Marja Bosma gebruikt allerlei persoonlijke bronnen om de bijzondere band tussen Jan Toorop en zijn dochter Charley te kenschetsen. Jan was nog net geen elf toen hij in 1869 met de boot van Java naar Nederland kwam. Zijn tekentalent werd ontdekt, vanaf 1880 studeert hij aan de Rijksacademie voor Beeldende Kunsten in Amsterdam (Charley en Edgar waren autodidact). Het huwelijk met de Britse Annie Hall was van eminent belang voor zijn ontwikkeling. Jan bouwt een immens netwerk op. Hij heeft de hardheid van de straat gekend en in zijn werk blijft het sociale aspect een rol spelen. Hij richt zich steeds op nieuwe stromingen van impressionisme tot symbolisme en later ook andere stromingen. Hij bekeert zich tot het katholieke geloof – daartoe gedwongen door zijn vrouw – en wordt befaamd door zijn ‘katholieke kunst’. Jan is succesvol in zijn werk (minder in zijn huwelijksleven) en had contact met de top van de Nederlandse kunstwereld. Charley wordt in 1891 geboren en is Jans oogappel. Hij stimuleert haar tot tekenen. Hij doet alles voor haar, ondersteunt haar financieel, introduceert haar overal. Charley kan zich zo ontwikkelen. Hij bouwt zelfs een huis voor haar, ‘De Vlerken’ in Bergen. Daar gaat ze met haar kinderen wonen.

Zoals Jan zich ontworstelde aan zijn ouders (hij moest ambtenaar worden), zo zoekt ook Charley haar eigen weg door als zeventienjarige een relatie aan te gaan met de filosofisch ingestelde Henk Fernhout, een klaploper. Bovendien wil ze onder het katholieke juk uitkomen. Met Henk krijgt ze drie kinderen. Ze heeft nauwelijks tijd voor hen. De kunst is het belangrijkste.

“Alleen dat heerlijke schilderen. Verder niets.”

Ook zij heeft een oogappel: haar zoon Edgar. Haar twee andere kinderen groeien op bij haar vader en moeder. Edgar moet de derde kunstenaar worden in de Toorop Dynastie. Zij spant zich voor Edgar in, maar ze heeft niet dat invoelende en tolerante karakter van Jan.

Caroline Rodenburg gaat in haar bijdrage in op wat er zich tussen Edgar en Charley afspeelt. Edgar wordt door Charley voorgetrokken, gesteund en hij probeert zich aan haar dominantie te ontworstelen. Als hij negenentwintig jaar is raakt hij door die druk zelfs in een depressie. Het gaat hem niet goed en uiteindelijk gaat hij op de benedenverdieping in ‘De Vlerken’ wonen met zijn vrouw. Charley trekt zich terug op de bovenverdieping. Na de dood van Charley in 1955 blijven zij er wonen, tot ongenoegen van John en Annetje (de twee andere kinderen van Charley, die graag het huis wilden verkopen en het verleden wilden afsluiten). Edgar gaat uiteindelijk zijn eigen weg en na de dood van zijn moeder krijgt hij een belangrijke positie in de kunstwereld.

“Edgar had net als Jan en Charley een compromisloze houding en ging het gevecht voor de kunst aan.”

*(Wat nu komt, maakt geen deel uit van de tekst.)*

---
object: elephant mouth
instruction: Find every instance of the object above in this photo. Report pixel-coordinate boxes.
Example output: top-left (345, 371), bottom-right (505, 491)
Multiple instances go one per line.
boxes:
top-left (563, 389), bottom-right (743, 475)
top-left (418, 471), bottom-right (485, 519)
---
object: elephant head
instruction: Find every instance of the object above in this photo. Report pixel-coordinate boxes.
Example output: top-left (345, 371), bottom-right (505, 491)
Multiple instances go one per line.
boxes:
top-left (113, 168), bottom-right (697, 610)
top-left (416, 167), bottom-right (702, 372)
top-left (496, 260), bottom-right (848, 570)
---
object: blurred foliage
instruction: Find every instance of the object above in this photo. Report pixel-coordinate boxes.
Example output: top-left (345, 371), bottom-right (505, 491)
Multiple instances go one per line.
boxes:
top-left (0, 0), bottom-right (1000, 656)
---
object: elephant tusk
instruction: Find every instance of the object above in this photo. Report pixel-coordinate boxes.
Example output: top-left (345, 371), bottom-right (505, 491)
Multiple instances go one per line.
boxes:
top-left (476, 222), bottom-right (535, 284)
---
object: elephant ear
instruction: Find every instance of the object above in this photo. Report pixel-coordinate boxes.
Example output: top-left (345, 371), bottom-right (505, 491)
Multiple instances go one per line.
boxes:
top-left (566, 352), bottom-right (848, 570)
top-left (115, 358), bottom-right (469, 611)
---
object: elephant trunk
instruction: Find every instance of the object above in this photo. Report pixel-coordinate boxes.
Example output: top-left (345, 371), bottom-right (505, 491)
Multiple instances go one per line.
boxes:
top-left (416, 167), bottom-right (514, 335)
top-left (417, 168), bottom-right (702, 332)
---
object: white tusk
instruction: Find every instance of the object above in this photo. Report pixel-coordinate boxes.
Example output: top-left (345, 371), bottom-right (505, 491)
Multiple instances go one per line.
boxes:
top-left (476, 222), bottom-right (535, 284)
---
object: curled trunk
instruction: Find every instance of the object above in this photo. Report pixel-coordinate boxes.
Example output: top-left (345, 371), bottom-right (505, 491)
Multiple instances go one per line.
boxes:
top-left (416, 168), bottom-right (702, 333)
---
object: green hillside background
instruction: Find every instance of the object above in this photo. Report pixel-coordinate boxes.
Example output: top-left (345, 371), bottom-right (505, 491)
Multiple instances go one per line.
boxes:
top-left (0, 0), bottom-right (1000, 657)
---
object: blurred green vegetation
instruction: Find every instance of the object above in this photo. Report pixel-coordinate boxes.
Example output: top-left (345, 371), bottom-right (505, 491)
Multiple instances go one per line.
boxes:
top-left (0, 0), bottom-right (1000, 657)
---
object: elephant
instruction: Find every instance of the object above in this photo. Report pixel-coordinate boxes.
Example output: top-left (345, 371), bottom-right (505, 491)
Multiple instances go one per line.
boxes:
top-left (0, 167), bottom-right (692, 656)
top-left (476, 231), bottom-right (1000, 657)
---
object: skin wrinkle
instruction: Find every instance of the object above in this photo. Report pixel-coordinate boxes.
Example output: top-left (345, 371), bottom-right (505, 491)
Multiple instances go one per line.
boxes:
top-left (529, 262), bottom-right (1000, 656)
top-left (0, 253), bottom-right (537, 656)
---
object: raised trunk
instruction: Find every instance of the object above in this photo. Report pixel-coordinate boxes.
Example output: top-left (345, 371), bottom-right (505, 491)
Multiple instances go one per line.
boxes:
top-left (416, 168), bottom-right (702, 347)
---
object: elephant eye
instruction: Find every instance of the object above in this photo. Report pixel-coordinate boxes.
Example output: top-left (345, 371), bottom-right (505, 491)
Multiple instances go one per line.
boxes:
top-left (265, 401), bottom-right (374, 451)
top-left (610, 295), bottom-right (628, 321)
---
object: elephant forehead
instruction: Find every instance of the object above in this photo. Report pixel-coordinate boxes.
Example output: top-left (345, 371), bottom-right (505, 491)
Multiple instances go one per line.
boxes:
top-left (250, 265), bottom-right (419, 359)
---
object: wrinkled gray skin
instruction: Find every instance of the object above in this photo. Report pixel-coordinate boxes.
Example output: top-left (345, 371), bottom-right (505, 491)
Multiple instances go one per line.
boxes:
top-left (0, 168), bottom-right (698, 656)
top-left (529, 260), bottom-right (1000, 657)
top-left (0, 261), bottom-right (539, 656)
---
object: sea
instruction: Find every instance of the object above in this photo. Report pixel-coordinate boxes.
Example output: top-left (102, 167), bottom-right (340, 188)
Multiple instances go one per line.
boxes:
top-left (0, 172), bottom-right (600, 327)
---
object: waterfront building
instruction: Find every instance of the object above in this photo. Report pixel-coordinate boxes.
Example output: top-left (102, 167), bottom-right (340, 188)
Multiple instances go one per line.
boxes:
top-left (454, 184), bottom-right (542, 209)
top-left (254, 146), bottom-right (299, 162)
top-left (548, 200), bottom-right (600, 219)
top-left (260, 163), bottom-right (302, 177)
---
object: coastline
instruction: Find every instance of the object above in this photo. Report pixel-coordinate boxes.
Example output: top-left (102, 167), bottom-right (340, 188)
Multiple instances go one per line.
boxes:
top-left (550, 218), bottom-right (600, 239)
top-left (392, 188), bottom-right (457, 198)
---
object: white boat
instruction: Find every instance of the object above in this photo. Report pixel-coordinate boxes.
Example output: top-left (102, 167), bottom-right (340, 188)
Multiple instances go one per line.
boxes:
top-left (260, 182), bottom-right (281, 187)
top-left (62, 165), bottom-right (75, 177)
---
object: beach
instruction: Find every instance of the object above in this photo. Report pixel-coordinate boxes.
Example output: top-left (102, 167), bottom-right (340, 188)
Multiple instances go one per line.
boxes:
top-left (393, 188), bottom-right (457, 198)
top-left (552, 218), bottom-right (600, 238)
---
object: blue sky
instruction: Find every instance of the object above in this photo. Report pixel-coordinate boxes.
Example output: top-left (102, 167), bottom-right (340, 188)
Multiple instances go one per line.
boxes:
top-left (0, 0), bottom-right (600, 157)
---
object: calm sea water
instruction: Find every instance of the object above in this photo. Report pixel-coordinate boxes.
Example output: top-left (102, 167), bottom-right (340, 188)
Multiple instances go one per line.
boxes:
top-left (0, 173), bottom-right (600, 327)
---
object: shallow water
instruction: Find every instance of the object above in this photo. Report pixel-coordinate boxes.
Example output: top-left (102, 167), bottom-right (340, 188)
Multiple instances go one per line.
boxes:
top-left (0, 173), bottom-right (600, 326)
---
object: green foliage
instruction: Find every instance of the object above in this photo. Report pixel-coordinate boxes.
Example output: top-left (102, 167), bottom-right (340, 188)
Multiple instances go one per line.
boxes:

In de laatste bijdrage gaat Mieke Rijnders in op het verwantschap en de eigenheid. Ze laat onder meer het manipulatieve van Charley zien bij tentoonstellingen. In totaal zijn er acht exposities geweest over de drie generaties. Mooi is haar constatering dat Charley in de door haar samengestelde expositie in 1937 de nadruk legde op de artistieke verwantschap. De stillevens en portretten vormden de verbindende schakels. Edgar legt in 1971 de nadruk op de artistieke eigenheid.

“Opgroeien in een kunstenaarsdynastie is een gave en een opgave tegelijk.”

De catalogus verschijnt bij de tentoonstelling over de Toorop Dynastie die tot en met 26 januari 2020 te zien is in het Stedelijk Museum Alkmaar.